Contacts and Locations

This section provides the contact details for those conducting the study, and information on where this study is being conducted.

Study Contact

Study Locations

    • Punjab Province
      • Lahore, Punjab Province, Pakistan, 54500
        • THQ hospital
        • Contact:
        • Principal Investigator:
          • Sania Hassan, MS

Participation Criteria

Researchers look for people who fit a certain description, called eligibility criteria. Some examples of these criteria are a person's general health condition or prior treatments.

Eligibility Criteria

Ages Eligible for Study

  • Adult
  • Older Adult

Accepts Healthy Volunteers

No

Description

Inclusion Criteria:

  • physician-diagnosed type 2 diabetes, with peripheral neuropathy (defined by Michigan Neuropathy Screening Instrument questionnaire score of 5 or greater) the ability to walk independently for 20 m (97).
  • Having score between 46 to 52 (out of a total of 56 points) on the BBS

Exclusion Criteria:

  • fracture of the lower limb within the 6 months before the study
  • diabetic ulcer, infection or partial amputation in feet
  • disease or functional impairment of auditory, vestibular system
  • Dementia or inability to give consistent information
  • History of surgical procedure at the knee, ankle, or hip or indication of surgery throughout the intervention period malignancy, other neurological or orthopedic impairments (such as stroke, poliomyelitis, rheumatoid arthritis, prosthesis, or severe osteoarthritis), major vascular complications (venous or arterial ulcers), severe retinopathy, or severe nephropathy that causes edema or needs hemodialysis

Study Plan

This section provides details of the study plan, including how the study is designed and what the study is measuring.

How is the study designed?

Design Details

  • Primary Purpose: Treatment
  • Allocation: Randomized
  • Interventional Model: Parallel Assignment
  • Masking: Double

Arms and Interventions

Participant Group / Arm
Intervention / Treatment
Active Comparator: Otago program
Participants performed a combination of warm-up, strengthening, balance, and aerobic exercises at home.

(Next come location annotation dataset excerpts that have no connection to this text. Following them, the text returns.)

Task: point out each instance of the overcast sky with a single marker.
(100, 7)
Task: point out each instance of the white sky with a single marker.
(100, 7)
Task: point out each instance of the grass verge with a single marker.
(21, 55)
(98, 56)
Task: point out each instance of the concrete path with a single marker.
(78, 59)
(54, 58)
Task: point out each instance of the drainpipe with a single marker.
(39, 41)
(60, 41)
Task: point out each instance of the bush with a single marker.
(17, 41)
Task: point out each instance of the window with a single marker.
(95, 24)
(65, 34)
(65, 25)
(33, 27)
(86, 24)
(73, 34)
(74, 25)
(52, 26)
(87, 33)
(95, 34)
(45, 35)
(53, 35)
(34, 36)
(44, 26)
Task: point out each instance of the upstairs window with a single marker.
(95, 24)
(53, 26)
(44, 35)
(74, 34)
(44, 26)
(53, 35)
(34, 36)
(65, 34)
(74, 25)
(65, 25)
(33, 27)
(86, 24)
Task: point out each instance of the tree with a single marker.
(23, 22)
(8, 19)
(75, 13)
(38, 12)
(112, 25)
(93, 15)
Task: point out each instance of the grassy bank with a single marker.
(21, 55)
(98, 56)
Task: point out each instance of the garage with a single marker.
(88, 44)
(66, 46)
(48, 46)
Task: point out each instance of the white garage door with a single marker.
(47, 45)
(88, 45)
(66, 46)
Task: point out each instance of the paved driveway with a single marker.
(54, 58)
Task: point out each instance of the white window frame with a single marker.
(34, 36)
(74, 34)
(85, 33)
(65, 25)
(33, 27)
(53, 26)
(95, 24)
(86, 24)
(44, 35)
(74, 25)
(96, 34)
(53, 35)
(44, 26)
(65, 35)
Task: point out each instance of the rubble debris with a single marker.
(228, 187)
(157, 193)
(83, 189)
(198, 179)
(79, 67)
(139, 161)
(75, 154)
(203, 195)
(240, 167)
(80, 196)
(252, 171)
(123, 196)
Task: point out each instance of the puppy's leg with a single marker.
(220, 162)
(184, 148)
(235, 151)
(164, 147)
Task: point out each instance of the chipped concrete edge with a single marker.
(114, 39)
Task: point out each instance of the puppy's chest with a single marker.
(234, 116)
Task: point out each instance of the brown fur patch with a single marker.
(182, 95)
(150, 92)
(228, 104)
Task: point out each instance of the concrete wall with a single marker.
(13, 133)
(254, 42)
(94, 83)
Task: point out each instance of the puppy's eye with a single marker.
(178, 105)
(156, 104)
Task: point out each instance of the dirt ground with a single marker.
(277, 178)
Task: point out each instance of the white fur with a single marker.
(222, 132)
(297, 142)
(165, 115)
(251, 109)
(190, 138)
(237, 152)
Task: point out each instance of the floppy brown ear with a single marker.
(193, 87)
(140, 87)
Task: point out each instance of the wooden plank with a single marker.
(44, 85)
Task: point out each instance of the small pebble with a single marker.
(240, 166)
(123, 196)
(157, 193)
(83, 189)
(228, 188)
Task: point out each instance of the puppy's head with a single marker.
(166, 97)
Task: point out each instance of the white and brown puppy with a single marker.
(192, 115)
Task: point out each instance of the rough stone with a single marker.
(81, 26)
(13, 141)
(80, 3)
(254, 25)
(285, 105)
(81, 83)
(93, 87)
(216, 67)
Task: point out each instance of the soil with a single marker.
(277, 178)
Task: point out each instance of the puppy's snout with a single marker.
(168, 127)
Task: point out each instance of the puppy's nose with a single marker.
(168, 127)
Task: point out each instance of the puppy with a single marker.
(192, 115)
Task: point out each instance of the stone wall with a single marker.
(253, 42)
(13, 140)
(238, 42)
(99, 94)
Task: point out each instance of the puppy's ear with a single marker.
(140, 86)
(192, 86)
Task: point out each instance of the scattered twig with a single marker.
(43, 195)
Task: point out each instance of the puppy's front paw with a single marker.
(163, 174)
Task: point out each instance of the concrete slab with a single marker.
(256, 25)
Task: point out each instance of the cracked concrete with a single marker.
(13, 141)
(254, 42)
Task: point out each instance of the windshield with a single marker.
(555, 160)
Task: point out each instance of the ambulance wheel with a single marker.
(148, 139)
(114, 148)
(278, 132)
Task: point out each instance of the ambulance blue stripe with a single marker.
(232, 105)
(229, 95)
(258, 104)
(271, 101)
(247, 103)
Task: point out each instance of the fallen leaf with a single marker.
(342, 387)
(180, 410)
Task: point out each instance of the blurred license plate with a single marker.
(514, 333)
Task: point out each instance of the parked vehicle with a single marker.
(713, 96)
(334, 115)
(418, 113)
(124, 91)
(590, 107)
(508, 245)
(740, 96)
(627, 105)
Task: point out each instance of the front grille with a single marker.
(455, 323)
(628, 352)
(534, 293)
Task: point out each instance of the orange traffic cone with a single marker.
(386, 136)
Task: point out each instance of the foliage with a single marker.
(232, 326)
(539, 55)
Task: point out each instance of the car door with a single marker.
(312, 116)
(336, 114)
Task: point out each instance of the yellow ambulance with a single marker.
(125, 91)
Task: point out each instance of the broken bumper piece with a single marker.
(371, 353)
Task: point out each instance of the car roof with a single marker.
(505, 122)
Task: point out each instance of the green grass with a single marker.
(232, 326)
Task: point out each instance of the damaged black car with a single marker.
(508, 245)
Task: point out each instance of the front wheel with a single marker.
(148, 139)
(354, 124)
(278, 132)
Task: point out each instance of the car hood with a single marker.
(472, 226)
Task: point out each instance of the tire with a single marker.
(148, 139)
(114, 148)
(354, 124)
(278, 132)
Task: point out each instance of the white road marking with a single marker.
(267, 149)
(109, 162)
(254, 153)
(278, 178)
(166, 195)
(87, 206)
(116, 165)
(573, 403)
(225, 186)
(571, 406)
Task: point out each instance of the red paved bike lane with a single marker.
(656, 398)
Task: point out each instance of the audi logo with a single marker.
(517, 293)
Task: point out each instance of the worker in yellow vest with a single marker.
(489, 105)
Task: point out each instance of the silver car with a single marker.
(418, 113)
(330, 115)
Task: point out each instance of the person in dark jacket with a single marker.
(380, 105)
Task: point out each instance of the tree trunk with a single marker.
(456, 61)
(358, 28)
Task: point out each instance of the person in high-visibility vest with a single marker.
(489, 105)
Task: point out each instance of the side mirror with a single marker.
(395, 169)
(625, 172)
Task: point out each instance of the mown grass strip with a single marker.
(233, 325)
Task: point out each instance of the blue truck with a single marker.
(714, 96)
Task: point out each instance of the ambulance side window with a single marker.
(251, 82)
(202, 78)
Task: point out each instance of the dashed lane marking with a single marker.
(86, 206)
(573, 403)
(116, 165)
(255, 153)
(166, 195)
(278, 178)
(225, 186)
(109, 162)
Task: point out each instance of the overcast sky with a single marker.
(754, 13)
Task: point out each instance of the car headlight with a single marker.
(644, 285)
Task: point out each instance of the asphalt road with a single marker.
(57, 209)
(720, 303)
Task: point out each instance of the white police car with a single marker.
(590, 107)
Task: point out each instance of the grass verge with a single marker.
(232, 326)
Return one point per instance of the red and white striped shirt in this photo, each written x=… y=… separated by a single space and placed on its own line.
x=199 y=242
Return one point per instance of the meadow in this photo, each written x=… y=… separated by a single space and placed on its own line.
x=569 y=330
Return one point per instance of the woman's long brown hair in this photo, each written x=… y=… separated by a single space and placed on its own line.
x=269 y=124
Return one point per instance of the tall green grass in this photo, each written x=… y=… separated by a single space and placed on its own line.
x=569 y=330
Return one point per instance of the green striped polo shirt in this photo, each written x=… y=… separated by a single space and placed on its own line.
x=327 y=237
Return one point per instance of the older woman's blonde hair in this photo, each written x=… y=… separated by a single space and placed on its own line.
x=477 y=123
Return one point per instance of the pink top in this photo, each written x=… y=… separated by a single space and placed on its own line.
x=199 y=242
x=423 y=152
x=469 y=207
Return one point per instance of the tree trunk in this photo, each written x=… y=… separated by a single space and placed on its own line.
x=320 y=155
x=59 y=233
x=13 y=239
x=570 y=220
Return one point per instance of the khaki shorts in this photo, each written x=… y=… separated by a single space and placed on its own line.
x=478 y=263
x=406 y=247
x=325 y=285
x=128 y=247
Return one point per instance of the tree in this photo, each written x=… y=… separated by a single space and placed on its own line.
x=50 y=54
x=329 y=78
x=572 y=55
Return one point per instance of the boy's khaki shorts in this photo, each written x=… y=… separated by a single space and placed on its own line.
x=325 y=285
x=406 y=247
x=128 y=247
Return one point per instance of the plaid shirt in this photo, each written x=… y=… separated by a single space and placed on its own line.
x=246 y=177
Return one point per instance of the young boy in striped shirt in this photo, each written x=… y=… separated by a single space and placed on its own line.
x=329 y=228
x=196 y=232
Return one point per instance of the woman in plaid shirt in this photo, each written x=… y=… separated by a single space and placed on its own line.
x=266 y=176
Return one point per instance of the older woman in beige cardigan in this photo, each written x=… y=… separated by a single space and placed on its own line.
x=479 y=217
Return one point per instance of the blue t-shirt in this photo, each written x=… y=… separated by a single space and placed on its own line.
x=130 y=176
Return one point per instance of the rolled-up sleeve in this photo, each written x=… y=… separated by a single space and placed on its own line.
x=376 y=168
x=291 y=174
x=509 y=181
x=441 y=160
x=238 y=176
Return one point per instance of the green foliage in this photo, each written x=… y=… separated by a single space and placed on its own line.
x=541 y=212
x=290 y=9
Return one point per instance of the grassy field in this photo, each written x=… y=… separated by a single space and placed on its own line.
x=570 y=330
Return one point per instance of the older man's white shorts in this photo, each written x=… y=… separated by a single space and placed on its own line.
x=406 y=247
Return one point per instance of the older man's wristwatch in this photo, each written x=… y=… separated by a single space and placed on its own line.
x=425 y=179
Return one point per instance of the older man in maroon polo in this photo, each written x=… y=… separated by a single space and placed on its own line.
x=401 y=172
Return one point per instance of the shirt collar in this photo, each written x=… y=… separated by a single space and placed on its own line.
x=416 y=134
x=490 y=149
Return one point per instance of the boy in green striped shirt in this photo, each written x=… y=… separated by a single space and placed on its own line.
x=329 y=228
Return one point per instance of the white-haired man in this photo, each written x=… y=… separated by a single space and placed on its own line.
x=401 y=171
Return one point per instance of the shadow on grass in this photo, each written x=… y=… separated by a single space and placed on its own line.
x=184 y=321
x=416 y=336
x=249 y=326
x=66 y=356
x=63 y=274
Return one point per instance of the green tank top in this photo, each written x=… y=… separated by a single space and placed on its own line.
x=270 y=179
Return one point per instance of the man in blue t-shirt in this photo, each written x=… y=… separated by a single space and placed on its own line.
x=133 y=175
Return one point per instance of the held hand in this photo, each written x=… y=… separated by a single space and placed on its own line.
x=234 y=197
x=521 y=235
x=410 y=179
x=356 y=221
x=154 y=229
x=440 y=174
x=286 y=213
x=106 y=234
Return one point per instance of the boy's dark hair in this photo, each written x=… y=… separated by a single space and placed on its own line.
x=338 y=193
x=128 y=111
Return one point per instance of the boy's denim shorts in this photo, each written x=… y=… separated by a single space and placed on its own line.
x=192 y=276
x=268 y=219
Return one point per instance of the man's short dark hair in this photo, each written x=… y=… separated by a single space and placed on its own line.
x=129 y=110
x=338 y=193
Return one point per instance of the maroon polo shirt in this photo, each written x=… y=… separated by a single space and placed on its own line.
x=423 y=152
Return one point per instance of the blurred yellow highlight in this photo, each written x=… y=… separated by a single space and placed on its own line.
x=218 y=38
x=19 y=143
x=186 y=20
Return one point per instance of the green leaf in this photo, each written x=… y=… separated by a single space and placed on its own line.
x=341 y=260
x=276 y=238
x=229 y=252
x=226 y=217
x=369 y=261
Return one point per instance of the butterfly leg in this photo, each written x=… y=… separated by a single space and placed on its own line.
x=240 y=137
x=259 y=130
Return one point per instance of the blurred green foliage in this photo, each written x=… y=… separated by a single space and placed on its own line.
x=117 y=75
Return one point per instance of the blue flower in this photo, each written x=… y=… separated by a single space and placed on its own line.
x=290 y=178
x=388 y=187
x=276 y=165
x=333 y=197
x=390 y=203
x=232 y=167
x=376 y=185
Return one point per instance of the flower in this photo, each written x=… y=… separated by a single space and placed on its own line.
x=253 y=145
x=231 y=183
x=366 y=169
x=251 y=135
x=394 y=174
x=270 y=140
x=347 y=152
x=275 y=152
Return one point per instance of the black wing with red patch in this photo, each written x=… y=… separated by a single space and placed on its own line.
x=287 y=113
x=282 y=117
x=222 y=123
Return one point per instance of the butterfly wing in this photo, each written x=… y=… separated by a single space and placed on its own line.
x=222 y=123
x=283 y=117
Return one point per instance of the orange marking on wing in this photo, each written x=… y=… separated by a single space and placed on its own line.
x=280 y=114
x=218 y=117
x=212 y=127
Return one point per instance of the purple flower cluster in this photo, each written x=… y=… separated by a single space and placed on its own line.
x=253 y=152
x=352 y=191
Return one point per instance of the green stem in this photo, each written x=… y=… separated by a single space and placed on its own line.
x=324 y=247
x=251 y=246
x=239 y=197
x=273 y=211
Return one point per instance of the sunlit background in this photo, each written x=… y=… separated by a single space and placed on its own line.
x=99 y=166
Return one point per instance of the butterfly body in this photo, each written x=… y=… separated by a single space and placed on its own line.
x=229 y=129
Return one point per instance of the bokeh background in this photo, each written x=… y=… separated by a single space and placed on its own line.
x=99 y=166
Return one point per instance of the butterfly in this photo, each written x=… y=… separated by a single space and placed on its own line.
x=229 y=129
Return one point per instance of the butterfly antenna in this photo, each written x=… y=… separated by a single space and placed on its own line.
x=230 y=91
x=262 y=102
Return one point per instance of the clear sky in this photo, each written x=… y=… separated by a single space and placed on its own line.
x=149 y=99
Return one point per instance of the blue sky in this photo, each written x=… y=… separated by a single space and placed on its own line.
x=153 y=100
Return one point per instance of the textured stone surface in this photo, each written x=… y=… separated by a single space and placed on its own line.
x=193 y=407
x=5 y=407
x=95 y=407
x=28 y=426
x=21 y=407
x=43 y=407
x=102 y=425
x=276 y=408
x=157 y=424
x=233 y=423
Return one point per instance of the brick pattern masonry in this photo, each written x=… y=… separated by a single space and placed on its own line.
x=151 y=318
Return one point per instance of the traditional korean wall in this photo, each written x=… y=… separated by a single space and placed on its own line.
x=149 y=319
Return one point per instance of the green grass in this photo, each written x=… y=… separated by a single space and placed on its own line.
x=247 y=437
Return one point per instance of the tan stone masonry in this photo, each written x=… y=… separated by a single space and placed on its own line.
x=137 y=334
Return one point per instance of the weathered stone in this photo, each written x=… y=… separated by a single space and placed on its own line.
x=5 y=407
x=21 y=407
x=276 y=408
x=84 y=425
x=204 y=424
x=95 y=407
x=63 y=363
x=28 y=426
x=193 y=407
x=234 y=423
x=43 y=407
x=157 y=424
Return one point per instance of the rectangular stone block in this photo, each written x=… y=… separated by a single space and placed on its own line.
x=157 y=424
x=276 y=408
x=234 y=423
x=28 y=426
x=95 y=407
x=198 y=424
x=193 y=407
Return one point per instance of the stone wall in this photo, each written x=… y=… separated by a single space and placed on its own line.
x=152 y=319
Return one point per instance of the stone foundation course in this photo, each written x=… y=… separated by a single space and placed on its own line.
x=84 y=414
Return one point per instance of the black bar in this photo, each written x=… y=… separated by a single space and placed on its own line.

The program included: 5 Strengthening exercises and 12 balance exercises. 30-40 min, 4x/week for 8 weeks.

Balance Exercises:

Knee bends Backwards walking Walking and turning around Sideways walking Tandem stance (heel toe stance) Tandem walk (heel toe walk) One leg stance Heel walking Toe walk Heel toe walking backwards Sit to stand Stair walking

Strength exercises:

Knee extensor Knee flexor Hip adductor Ankle planter flexors (calf raises) Ankle dorsiflexors (toe raises)

Experimental: BEAT it program
Participants performed moderate-intensity aerobic, resistance, balance, and flexibility exercises, along with education on diabetes self-management. The exercises were designed to be completed at home using minimal equipment or household items

Strengthening exercises Toe spreading Ankle pump Mini wall squats Slow march in standing Knee with pillow press up Bridging Step up and down on stair 1st step Toe curls Stretching Hamstring stretch Dorsiflexors and planter flexors stretch Quads stretch Biceps stretch Triceps stretch Balance exercises Leg front and back swinging Weight shifting front and back Leg sideways Sideway alternate step Tandem stand Alternate heel toe raises Sessions were performed;

  • for 45 to 60 minutes/ day.
  • 4 times per week for 8 weeks

What is the study measuring?

Primary Outcome Measures

Outcome Measure
Measure Description
Time Frame
4 Stage Balance Test
Time Frame: 8th week

The Four Stage Balance Test is a validated measure recommended to evaluate static balance. Four standing positions get progressively harder to maintain.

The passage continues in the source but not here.